A spokesman for the minister said yesterday: "Mr Barker will help in identifying opportunity, as well as helping join some of the dots to aid investment. He will play a major role in terms of outreach and consultation with the private sector."
Mr Barker, 45, grew up in country Victoria. After graduating from the University of Melbourne with first-class honours in commerce, he took a masters of philosophy at Cambridge University, majoring in economics and finance.
After working in London for three years, he spent 17 years in Asia and Australia -- chiefly based in Hong Kong -- for firms that merged into UBS. After two years as UBS's head of mergers and acquisitions for Asia, he moved in 2007 to Deutsche Bank as a managing director. Last year he moved to Flagstaff, where he has been a managing director and partner.

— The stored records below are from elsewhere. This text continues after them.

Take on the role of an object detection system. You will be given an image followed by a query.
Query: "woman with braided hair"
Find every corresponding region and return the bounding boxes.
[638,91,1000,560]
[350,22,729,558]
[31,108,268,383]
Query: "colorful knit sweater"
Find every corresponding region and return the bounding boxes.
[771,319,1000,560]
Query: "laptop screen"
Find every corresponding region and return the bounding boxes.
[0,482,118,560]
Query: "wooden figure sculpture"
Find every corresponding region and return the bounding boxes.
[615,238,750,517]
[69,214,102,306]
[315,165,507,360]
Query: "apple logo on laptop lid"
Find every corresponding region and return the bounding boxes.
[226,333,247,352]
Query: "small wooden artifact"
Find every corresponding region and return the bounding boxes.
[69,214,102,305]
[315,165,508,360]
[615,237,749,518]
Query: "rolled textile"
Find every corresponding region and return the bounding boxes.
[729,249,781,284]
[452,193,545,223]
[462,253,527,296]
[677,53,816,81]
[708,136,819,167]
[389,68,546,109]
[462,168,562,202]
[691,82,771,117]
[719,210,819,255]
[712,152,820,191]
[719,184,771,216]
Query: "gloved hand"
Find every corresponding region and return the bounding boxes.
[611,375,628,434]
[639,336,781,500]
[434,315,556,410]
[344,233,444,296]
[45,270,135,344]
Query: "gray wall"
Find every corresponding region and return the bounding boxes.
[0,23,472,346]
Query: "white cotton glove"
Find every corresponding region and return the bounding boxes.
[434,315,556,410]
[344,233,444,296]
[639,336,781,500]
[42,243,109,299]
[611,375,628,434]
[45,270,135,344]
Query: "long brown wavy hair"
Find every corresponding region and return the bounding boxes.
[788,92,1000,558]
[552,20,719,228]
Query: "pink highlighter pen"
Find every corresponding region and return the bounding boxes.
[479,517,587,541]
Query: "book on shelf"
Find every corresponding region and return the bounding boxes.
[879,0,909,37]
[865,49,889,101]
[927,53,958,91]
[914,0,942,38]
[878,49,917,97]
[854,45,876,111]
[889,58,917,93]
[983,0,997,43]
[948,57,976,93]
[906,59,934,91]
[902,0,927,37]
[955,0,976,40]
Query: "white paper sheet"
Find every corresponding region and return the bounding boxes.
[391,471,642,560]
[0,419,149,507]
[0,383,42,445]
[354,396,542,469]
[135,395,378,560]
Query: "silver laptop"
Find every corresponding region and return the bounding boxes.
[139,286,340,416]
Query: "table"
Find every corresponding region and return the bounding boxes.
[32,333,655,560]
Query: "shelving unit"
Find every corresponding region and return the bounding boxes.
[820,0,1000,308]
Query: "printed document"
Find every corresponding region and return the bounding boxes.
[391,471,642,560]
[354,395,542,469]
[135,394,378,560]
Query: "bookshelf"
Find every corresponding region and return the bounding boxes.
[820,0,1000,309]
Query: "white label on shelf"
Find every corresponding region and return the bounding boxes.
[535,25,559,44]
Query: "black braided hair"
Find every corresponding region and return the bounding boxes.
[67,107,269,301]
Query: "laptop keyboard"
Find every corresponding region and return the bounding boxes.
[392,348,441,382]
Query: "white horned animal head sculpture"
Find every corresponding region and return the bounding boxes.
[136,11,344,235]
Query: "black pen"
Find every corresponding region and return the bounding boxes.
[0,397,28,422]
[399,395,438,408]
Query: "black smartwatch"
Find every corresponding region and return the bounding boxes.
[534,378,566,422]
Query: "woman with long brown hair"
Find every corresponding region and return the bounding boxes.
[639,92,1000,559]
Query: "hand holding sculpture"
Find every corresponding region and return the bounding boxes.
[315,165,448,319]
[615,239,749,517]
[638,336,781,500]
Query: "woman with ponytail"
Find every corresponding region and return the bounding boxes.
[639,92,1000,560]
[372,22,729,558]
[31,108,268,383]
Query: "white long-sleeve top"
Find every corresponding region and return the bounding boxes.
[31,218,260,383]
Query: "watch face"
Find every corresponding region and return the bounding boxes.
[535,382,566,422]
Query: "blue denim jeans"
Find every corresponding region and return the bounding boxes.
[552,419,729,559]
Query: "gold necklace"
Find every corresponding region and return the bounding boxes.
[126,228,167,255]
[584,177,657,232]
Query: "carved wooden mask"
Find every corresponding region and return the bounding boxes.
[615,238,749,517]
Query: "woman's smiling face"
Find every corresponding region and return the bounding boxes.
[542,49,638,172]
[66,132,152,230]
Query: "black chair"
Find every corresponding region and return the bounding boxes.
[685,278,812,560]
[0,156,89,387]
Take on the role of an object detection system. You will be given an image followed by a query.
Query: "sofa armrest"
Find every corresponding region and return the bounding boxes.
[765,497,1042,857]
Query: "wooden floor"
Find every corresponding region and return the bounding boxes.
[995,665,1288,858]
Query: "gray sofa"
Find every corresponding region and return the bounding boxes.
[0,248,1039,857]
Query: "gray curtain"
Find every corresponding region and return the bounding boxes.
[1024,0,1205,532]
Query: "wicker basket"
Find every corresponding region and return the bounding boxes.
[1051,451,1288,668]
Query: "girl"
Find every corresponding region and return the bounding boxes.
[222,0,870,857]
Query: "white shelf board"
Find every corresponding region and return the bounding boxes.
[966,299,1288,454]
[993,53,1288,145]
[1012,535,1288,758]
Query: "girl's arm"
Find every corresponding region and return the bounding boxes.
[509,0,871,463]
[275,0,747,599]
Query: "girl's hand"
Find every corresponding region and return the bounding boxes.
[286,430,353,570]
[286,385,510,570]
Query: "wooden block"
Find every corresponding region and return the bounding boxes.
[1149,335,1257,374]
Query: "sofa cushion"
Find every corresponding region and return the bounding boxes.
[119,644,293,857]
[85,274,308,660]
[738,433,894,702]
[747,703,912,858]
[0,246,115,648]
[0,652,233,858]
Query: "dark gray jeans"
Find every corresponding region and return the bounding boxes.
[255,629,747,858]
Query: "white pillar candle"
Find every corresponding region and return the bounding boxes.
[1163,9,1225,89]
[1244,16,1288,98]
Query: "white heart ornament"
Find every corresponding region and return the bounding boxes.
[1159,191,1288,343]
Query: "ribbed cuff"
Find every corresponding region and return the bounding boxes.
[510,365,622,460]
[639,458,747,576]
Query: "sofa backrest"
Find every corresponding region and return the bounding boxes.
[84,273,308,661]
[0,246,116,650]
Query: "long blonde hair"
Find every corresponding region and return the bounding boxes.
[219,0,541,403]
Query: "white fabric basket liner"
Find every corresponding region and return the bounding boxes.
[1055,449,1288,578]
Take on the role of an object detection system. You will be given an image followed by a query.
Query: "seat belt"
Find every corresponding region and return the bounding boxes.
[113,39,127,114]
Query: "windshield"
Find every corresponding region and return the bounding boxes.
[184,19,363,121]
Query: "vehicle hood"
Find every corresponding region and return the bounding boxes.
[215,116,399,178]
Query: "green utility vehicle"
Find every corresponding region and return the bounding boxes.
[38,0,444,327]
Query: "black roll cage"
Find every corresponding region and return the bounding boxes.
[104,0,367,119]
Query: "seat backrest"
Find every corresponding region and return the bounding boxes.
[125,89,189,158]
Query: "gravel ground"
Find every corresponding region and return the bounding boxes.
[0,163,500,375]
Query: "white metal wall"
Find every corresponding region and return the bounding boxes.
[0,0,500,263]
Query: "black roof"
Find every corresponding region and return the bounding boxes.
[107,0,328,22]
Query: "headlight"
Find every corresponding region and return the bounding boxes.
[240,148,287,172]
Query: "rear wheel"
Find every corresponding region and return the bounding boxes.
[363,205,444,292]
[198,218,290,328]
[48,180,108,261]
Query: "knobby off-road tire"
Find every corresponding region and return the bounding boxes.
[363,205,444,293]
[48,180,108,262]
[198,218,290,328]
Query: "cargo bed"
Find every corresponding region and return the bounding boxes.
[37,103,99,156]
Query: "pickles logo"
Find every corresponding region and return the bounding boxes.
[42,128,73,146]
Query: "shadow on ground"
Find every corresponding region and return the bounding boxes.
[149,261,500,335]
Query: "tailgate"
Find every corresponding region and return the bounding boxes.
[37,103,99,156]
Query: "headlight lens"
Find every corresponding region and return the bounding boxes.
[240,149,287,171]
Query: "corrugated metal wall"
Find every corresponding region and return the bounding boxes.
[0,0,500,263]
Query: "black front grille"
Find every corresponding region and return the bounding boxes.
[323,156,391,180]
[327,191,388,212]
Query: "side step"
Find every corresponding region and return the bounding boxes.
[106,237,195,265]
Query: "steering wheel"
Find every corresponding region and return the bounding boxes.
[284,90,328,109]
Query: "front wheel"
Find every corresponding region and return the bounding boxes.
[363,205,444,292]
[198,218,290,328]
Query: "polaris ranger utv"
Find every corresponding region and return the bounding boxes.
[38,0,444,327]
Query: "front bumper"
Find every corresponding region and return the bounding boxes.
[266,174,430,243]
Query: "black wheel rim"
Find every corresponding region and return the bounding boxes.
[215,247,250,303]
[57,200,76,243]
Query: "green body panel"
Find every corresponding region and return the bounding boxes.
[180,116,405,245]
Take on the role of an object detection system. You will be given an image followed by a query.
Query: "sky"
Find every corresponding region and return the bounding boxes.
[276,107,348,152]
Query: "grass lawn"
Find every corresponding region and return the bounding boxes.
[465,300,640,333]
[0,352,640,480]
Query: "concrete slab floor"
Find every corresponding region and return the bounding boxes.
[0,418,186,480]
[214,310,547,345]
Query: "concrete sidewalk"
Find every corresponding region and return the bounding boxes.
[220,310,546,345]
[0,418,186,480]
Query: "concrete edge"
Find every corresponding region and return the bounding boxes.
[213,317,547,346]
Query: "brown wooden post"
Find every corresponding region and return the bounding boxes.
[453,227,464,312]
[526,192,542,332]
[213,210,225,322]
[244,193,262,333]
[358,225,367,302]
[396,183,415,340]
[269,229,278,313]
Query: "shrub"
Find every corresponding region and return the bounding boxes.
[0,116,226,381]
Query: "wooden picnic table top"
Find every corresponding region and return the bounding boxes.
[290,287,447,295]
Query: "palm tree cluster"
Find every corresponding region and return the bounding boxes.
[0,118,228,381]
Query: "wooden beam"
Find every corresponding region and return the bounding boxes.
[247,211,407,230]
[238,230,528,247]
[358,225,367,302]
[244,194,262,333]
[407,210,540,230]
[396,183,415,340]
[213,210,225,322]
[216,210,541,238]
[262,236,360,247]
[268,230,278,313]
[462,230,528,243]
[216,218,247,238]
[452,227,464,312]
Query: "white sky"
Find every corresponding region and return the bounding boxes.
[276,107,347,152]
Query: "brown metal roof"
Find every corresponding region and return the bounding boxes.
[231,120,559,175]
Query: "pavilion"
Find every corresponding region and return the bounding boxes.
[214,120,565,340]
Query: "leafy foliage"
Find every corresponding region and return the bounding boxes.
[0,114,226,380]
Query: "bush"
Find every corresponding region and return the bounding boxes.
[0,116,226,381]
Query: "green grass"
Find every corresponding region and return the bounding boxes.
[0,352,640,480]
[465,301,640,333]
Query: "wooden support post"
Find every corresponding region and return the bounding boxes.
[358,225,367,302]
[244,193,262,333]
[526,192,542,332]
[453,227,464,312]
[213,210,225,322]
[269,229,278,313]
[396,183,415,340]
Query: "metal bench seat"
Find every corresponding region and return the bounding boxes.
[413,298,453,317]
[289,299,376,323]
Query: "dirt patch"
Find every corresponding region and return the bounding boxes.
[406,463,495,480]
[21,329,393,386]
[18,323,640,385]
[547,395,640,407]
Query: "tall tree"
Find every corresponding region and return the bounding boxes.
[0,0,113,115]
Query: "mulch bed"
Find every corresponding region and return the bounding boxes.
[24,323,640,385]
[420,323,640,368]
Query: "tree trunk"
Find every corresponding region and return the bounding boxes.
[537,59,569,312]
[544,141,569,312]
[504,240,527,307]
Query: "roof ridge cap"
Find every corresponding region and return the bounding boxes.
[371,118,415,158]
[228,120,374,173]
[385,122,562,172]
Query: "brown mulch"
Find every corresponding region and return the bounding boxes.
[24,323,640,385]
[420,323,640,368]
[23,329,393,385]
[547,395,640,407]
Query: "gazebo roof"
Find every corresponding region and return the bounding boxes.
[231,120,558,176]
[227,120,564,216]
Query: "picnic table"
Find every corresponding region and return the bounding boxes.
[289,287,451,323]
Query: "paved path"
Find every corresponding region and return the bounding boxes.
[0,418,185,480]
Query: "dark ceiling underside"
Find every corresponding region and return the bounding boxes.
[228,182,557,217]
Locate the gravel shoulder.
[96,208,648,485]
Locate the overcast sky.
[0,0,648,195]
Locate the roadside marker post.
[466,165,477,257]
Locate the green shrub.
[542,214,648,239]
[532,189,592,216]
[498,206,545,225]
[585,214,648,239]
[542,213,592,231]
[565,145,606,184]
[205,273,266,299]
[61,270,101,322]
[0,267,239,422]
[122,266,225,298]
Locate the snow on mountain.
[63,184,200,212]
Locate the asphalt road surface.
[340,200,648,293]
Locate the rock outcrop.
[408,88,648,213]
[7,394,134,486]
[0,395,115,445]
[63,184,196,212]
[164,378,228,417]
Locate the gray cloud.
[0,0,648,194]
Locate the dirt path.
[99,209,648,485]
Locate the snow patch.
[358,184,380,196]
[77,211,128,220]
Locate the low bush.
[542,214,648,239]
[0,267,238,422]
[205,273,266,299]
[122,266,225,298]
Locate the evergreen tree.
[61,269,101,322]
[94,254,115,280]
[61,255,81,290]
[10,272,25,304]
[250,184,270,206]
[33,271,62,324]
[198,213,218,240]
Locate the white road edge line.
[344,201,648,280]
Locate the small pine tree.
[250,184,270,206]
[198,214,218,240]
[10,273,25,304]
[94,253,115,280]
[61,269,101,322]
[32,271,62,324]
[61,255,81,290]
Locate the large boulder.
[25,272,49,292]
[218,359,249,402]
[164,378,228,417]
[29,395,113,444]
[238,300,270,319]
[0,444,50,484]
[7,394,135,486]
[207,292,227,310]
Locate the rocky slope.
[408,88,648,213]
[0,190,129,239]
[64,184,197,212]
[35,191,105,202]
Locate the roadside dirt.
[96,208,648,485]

"I think it's going to be a very interesting opportunity to make a contribution to a government with a pretty ambitious pro-investment agenda," he said yesterday. "It feels the right time to make a contribution in a new way. I'm very much looking forward to it, after decades of advisory experience with major corporations, resulting in the sort of connectivity and insights which the minister will be looking to bring to bear in his portfolio."
Mr Barker believes it is positive to have more people willing to move between business and government. "When the minister calls, there's only one answer," he said.
The more exchange between the two, "the better the policy outcomes", he said, aided by "a more consultative and less interventionist government that is focused on growing the pie, to the benefit of both employees and the country as a whole".
Mr Barker is chairman of the alumni council for Melbourne University's business and economics faculty.